Y así y sin entrar en más detalles técnicos sobre los aviones o las tácticas utilizadas, el 13 de febrero de 1945, llovió el fuego sobre la ciudad, desprovista de protección alguna. Veinte minutos bastaron para destruirla a base de explosiones e incendios que durante una semana levantaron columnas de humo visibles desde casi cien kilómetros de distancia.

Cuando de madrugada, empezó a llegar la ayuda, tal y como habían calculado los aliados, lanzaron la segunda oleada, todavía más abundante. Viendo que el centro estaba destruido, esta arrojó sus bombas sobre las zonas periféricas, donde se habían concentrado los supervivientes envueltos en mantas húmedas para resistir el abrasador calor y con pañuelos en la boca para poder respirar.

Hasta el asfalto se derritió: tal era el calor reinante. Tirarse a los depósitos de agua solo sirvió para cambiar la asfixia por el escaldamiento. Tan dantesco fue el espectáculo que desde las alturas, los pilotos quedaron impresionados, sin decir palabra ni prorrumpir en gritos de victoria. A decir de uno de ellos, “El cielo está iluminado por el horrendo infierno de la tierra que ahora es el objetivo… No hay ningún alborozo en las tripulaciones, ni siquiera un leve hurra”. Y aun quedaban dos oleadas más de ataques.

Las cifras de destrucción y muerte son tan sobrecogedoras como puede esperarse.
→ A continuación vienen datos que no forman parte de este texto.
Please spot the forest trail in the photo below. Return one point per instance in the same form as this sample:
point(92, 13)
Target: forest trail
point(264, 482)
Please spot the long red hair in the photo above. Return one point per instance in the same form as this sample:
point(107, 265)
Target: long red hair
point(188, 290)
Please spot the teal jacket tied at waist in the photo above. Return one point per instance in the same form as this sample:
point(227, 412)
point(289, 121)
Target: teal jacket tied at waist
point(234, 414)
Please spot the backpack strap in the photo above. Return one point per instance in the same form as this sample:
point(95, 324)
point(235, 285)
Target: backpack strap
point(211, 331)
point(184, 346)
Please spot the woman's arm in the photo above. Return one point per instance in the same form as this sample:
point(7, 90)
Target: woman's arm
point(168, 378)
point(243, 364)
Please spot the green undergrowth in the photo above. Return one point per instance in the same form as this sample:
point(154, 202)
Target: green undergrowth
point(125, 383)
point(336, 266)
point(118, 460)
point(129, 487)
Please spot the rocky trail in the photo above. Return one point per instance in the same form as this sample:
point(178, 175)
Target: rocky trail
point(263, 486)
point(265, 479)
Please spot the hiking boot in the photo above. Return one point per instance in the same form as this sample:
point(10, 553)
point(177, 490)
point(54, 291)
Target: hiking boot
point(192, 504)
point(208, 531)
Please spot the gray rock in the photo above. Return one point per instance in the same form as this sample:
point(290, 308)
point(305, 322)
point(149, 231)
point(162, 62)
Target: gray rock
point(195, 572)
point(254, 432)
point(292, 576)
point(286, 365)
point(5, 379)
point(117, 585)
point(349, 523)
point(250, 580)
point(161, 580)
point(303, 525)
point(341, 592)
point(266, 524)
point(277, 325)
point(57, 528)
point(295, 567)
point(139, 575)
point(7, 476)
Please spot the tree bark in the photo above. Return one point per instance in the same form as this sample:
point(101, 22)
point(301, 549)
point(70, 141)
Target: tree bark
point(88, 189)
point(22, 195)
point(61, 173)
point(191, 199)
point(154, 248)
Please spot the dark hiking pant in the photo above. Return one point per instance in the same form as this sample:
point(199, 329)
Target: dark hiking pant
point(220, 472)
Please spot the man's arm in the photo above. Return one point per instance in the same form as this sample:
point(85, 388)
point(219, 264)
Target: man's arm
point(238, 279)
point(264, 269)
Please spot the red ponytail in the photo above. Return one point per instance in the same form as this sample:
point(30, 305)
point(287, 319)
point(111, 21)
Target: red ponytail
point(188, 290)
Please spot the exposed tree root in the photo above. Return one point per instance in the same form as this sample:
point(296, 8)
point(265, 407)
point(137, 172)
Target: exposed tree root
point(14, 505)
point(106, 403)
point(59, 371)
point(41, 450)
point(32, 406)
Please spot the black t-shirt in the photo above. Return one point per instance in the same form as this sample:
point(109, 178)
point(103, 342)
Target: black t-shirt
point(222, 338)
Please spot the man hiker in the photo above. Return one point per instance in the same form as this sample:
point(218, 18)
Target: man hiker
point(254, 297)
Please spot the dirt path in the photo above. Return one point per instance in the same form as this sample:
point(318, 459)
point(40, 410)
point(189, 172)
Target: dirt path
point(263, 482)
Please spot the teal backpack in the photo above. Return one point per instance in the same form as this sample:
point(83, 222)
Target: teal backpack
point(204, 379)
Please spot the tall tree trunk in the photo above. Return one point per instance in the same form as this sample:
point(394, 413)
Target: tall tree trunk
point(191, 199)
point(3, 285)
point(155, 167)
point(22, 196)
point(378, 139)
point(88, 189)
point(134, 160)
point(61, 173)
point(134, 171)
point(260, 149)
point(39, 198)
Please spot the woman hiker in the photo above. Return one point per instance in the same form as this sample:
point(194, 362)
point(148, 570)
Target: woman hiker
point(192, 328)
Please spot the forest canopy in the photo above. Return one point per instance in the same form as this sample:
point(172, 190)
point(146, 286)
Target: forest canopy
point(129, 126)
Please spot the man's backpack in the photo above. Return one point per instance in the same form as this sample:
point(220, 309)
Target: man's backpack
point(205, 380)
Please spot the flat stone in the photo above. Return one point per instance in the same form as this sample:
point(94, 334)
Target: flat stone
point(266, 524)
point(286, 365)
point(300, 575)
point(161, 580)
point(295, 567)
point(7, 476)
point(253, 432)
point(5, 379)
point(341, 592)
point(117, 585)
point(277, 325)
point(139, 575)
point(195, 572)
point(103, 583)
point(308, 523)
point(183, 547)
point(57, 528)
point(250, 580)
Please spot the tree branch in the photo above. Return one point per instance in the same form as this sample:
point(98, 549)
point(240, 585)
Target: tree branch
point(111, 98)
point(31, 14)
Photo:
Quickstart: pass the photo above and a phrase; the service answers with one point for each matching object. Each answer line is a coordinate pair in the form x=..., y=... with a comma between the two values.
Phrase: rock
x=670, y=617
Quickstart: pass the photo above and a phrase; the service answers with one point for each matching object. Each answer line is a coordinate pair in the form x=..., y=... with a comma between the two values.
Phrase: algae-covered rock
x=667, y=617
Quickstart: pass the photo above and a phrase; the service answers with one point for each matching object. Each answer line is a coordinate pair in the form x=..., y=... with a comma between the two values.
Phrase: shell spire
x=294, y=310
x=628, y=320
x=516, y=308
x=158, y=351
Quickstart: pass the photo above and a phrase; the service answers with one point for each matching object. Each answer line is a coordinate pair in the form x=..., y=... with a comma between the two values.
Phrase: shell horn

Se arrasaron 15 kilómetros cuadrados de área urbana, incluidas 176.000 viviendas, y el 70% de la zona industrial quedó más o menos afectada. Irónicamente, la zona militar apenas sufrió desperfectos. Durante semanas, cayó una lluvia de ceniza negra hasta a 35 km de distancia y el nauseabundo olor a carne podrida lo invadía todo. El contingente de auxilio, para evitar epidemias, tuvo que quemar miles de cadáveres en pilas de tres metros de altura.

La cifra de víctimas se utilizó desde el principio con fines propagandísticos, pero ya entonces debió de ser tan sobrecogedora que Churchill ordenó revisar la estrategia de bombardeos sobre territorio alemán. El 6 de mayo de 1945, la cifra oficial de muertos era de 31.773; en 1963, algunos historiadores la elevaban a entre 135.000 y 250.000. El superviviente y periodista Götz Bergander, que dedicó su vida al tema, la cifró en 40.000. Y en 2008, un comité de investigación de la propia ciudad de Dresde concluyó que debieron de fallecer entre 18.000 y 25.000 personas. Pero la cuestión, más allá del desagradable ejercicio de competir por añadir o rebajar víctimas, es que aquella operación no solo fue cruel y vindicativa, sino desproporcionada e innecesaria a la hora de ganar la guerra.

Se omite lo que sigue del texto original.